FROMIn Defense of Monogamy” by George Gilder (Commentary, 1974):

The sexual liberals purport to be the “open,” the “creative,” the “genitally liberated” facing the “repressives,” the “paranoids,” the “anal compulsives.” The liberals are against power games and for the sharing of love. They are for “universal kinship,” in Alex Comfort’s phrase, and equality.

Why then is there such a disparity between this hopeful vision and the reality of the single “liberated” life? The reason is that the removal of restrictions on sexual activity does not bring equality and community. It brings ever more vicious sexual competition. The women become “easier” for the powerful to get—but harder for others to keep. Divorces become “easier”—but remarriage is extremely difficult for abandoned older women. Marriages become more “open”—open not only for the partners to get out but also for the powerful to get in.

Monogamy is central to any democratic social contract, designed to prevent a breakdown of society into “war of every man against every other man.” In order to preserve order, a man may relinquish liberty, prosperity, and power to the state. But if he has to give up his wife to his boss, he is no longer a man. A society of open sexual competition, in which the rich and powerful—or even the sexually attractive—can command large numbers of women is a society with the most intolerable hierarchy of all. In any polygamous society some men have no wives at all; denied women and children, they are in effect deprived of the very substance of life.

Monogamy is egalitarianism in the realm of love. It is a mode of rationing. It means—to put it crudely—one to a customer. Competition is intense enough even so, because of the sexual inequality of human beings. But under a regime of monogamy there are limits. One may covet one’s neighbor’s wife, one may harbor fantasies of teeny boppers, but one generally leaves it at that.
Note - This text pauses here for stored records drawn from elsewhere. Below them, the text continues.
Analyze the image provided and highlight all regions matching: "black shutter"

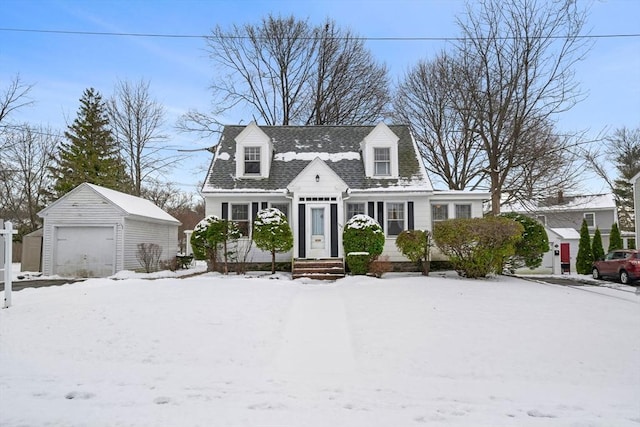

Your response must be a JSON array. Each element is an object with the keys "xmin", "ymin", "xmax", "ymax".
[
  {"xmin": 377, "ymin": 201, "xmax": 384, "ymax": 231},
  {"xmin": 368, "ymin": 201, "xmax": 375, "ymax": 217},
  {"xmin": 261, "ymin": 202, "xmax": 268, "ymax": 209},
  {"xmin": 330, "ymin": 203, "xmax": 338, "ymax": 257},
  {"xmin": 221, "ymin": 202, "xmax": 228, "ymax": 220},
  {"xmin": 251, "ymin": 202, "xmax": 259, "ymax": 234},
  {"xmin": 298, "ymin": 204, "xmax": 306, "ymax": 258},
  {"xmin": 408, "ymin": 201, "xmax": 414, "ymax": 230}
]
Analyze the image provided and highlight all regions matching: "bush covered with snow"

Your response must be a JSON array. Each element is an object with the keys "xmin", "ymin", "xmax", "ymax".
[
  {"xmin": 252, "ymin": 208, "xmax": 293, "ymax": 274},
  {"xmin": 191, "ymin": 215, "xmax": 241, "ymax": 272},
  {"xmin": 343, "ymin": 214, "xmax": 385, "ymax": 275}
]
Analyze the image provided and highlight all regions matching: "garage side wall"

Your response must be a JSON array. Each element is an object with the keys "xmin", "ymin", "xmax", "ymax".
[
  {"xmin": 123, "ymin": 218, "xmax": 179, "ymax": 271},
  {"xmin": 41, "ymin": 187, "xmax": 125, "ymax": 276}
]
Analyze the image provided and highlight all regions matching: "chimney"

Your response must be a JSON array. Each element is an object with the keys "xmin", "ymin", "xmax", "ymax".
[{"xmin": 557, "ymin": 190, "xmax": 564, "ymax": 204}]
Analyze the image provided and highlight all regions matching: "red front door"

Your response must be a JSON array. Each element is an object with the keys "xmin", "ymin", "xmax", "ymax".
[{"xmin": 560, "ymin": 243, "xmax": 570, "ymax": 273}]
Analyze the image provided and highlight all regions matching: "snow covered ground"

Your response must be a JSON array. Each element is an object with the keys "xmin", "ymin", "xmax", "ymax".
[{"xmin": 1, "ymin": 271, "xmax": 638, "ymax": 426}]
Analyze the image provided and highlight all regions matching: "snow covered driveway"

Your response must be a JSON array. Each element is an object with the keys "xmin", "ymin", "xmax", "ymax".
[{"xmin": 0, "ymin": 273, "xmax": 638, "ymax": 426}]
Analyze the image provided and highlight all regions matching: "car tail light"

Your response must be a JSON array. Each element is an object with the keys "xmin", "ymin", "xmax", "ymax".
[{"xmin": 628, "ymin": 260, "xmax": 640, "ymax": 270}]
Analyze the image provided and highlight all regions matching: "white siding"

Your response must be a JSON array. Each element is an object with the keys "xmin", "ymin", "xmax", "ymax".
[
  {"xmin": 41, "ymin": 186, "xmax": 125, "ymax": 275},
  {"xmin": 123, "ymin": 218, "xmax": 179, "ymax": 271},
  {"xmin": 204, "ymin": 195, "xmax": 293, "ymax": 264}
]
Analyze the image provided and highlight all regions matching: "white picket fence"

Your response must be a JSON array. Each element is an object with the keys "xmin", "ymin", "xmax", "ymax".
[{"xmin": 1, "ymin": 221, "xmax": 17, "ymax": 308}]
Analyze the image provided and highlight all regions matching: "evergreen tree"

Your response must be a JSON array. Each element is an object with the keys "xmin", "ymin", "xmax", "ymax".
[
  {"xmin": 575, "ymin": 219, "xmax": 593, "ymax": 274},
  {"xmin": 592, "ymin": 227, "xmax": 605, "ymax": 261},
  {"xmin": 608, "ymin": 222, "xmax": 623, "ymax": 251},
  {"xmin": 49, "ymin": 88, "xmax": 131, "ymax": 197}
]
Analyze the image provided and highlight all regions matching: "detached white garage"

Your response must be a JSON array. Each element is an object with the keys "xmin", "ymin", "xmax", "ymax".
[{"xmin": 39, "ymin": 183, "xmax": 181, "ymax": 277}]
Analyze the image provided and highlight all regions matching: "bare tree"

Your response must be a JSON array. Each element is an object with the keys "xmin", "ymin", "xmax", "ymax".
[
  {"xmin": 204, "ymin": 15, "xmax": 316, "ymax": 126},
  {"xmin": 456, "ymin": 0, "xmax": 590, "ymax": 214},
  {"xmin": 0, "ymin": 124, "xmax": 59, "ymax": 235},
  {"xmin": 181, "ymin": 14, "xmax": 390, "ymax": 132},
  {"xmin": 0, "ymin": 75, "xmax": 34, "ymax": 132},
  {"xmin": 306, "ymin": 19, "xmax": 389, "ymax": 125},
  {"xmin": 393, "ymin": 52, "xmax": 485, "ymax": 190},
  {"xmin": 586, "ymin": 126, "xmax": 640, "ymax": 231},
  {"xmin": 107, "ymin": 79, "xmax": 178, "ymax": 196}
]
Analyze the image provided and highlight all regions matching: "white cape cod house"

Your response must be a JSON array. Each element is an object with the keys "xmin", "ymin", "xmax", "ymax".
[{"xmin": 201, "ymin": 122, "xmax": 488, "ymax": 265}]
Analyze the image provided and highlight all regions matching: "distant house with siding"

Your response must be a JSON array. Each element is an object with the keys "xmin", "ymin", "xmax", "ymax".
[
  {"xmin": 503, "ymin": 192, "xmax": 632, "ymax": 274},
  {"xmin": 38, "ymin": 183, "xmax": 180, "ymax": 277}
]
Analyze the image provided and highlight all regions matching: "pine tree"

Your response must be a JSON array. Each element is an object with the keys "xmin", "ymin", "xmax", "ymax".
[
  {"xmin": 608, "ymin": 222, "xmax": 623, "ymax": 251},
  {"xmin": 49, "ymin": 88, "xmax": 131, "ymax": 197},
  {"xmin": 592, "ymin": 227, "xmax": 605, "ymax": 262},
  {"xmin": 575, "ymin": 219, "xmax": 593, "ymax": 274}
]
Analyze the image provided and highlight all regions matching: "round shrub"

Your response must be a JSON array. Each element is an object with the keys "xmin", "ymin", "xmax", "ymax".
[
  {"xmin": 343, "ymin": 214, "xmax": 385, "ymax": 275},
  {"xmin": 395, "ymin": 229, "xmax": 432, "ymax": 275}
]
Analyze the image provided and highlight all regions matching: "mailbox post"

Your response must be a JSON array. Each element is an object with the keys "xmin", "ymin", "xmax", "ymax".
[{"xmin": 1, "ymin": 221, "xmax": 17, "ymax": 308}]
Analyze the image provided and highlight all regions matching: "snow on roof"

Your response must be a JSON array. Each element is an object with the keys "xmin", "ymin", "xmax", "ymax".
[
  {"xmin": 549, "ymin": 228, "xmax": 581, "ymax": 240},
  {"xmin": 274, "ymin": 151, "xmax": 360, "ymax": 162},
  {"xmin": 503, "ymin": 193, "xmax": 616, "ymax": 213},
  {"xmin": 86, "ymin": 183, "xmax": 180, "ymax": 224}
]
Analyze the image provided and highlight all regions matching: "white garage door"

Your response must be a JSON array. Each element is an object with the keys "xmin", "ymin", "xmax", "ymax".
[{"xmin": 54, "ymin": 226, "xmax": 115, "ymax": 277}]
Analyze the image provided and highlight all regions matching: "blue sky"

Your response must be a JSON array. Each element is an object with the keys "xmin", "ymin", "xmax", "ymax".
[{"xmin": 1, "ymin": 0, "xmax": 639, "ymax": 193}]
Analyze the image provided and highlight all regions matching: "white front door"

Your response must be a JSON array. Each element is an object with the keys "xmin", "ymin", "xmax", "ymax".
[{"xmin": 307, "ymin": 204, "xmax": 329, "ymax": 258}]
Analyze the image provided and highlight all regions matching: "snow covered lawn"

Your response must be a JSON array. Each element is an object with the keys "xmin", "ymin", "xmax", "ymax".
[{"xmin": 1, "ymin": 272, "xmax": 638, "ymax": 426}]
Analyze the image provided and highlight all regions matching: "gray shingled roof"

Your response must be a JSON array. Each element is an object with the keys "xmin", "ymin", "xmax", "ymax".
[{"xmin": 204, "ymin": 124, "xmax": 427, "ymax": 191}]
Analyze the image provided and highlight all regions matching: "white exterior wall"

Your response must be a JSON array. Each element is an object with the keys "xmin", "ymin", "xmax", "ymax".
[
  {"xmin": 204, "ymin": 191, "xmax": 488, "ymax": 263},
  {"xmin": 204, "ymin": 194, "xmax": 293, "ymax": 264},
  {"xmin": 123, "ymin": 218, "xmax": 179, "ymax": 271},
  {"xmin": 41, "ymin": 186, "xmax": 125, "ymax": 276}
]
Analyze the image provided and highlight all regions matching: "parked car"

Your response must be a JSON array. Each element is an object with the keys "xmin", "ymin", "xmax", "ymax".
[{"xmin": 592, "ymin": 249, "xmax": 640, "ymax": 285}]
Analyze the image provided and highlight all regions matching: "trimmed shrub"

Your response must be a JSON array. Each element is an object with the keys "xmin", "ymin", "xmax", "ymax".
[
  {"xmin": 500, "ymin": 212, "xmax": 549, "ymax": 271},
  {"xmin": 592, "ymin": 227, "xmax": 605, "ymax": 261},
  {"xmin": 575, "ymin": 219, "xmax": 593, "ymax": 274},
  {"xmin": 343, "ymin": 214, "xmax": 385, "ymax": 275},
  {"xmin": 608, "ymin": 222, "xmax": 623, "ymax": 251},
  {"xmin": 191, "ymin": 215, "xmax": 241, "ymax": 273},
  {"xmin": 433, "ymin": 216, "xmax": 523, "ymax": 278},
  {"xmin": 346, "ymin": 252, "xmax": 371, "ymax": 275},
  {"xmin": 252, "ymin": 208, "xmax": 293, "ymax": 274},
  {"xmin": 395, "ymin": 229, "xmax": 432, "ymax": 275}
]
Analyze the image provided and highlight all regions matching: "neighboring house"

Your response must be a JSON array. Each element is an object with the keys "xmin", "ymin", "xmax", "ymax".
[
  {"xmin": 201, "ymin": 122, "xmax": 488, "ymax": 265},
  {"xmin": 39, "ymin": 182, "xmax": 180, "ymax": 277},
  {"xmin": 503, "ymin": 192, "xmax": 631, "ymax": 274}
]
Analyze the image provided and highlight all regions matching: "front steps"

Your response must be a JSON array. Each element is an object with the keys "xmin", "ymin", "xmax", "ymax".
[{"xmin": 292, "ymin": 258, "xmax": 345, "ymax": 280}]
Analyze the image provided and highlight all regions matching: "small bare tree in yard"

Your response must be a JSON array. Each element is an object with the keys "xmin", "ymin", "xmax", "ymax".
[
  {"xmin": 136, "ymin": 243, "xmax": 163, "ymax": 273},
  {"xmin": 455, "ymin": 0, "xmax": 590, "ymax": 214}
]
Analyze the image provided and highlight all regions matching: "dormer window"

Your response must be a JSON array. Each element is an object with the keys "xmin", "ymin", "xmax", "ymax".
[
  {"xmin": 244, "ymin": 147, "xmax": 261, "ymax": 174},
  {"xmin": 374, "ymin": 148, "xmax": 391, "ymax": 176},
  {"xmin": 234, "ymin": 122, "xmax": 272, "ymax": 179},
  {"xmin": 360, "ymin": 123, "xmax": 399, "ymax": 179}
]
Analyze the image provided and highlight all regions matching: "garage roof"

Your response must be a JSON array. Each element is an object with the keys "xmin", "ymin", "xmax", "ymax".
[{"xmin": 40, "ymin": 183, "xmax": 180, "ymax": 224}]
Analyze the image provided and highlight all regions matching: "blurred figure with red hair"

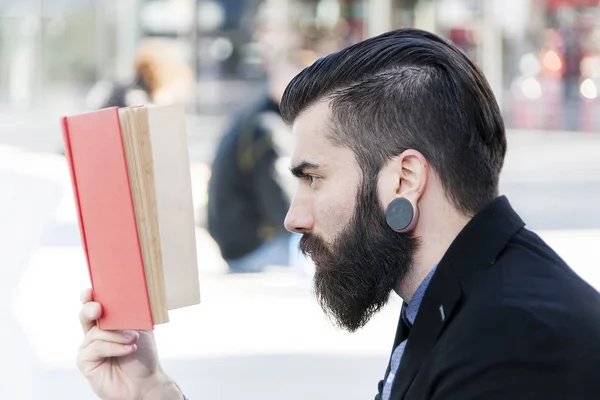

One does not leave one’s own wife when she grows older, to take a woman who would otherwise go to a younger man. Thus a balance is maintained and each generation gets its only true sexual rights: the right to a wife or husband and the right to participate in the future of the race through children.

It is not a ruthlessly strict system. Many divorces occurring among the young are relatively harmless. There is a place in the system for some philandering. But the essential rules are necessary to a just and democratic society. A breakdown in the sexual order will bring social ills and injustices far more grievous than the usual inequalities of money and power.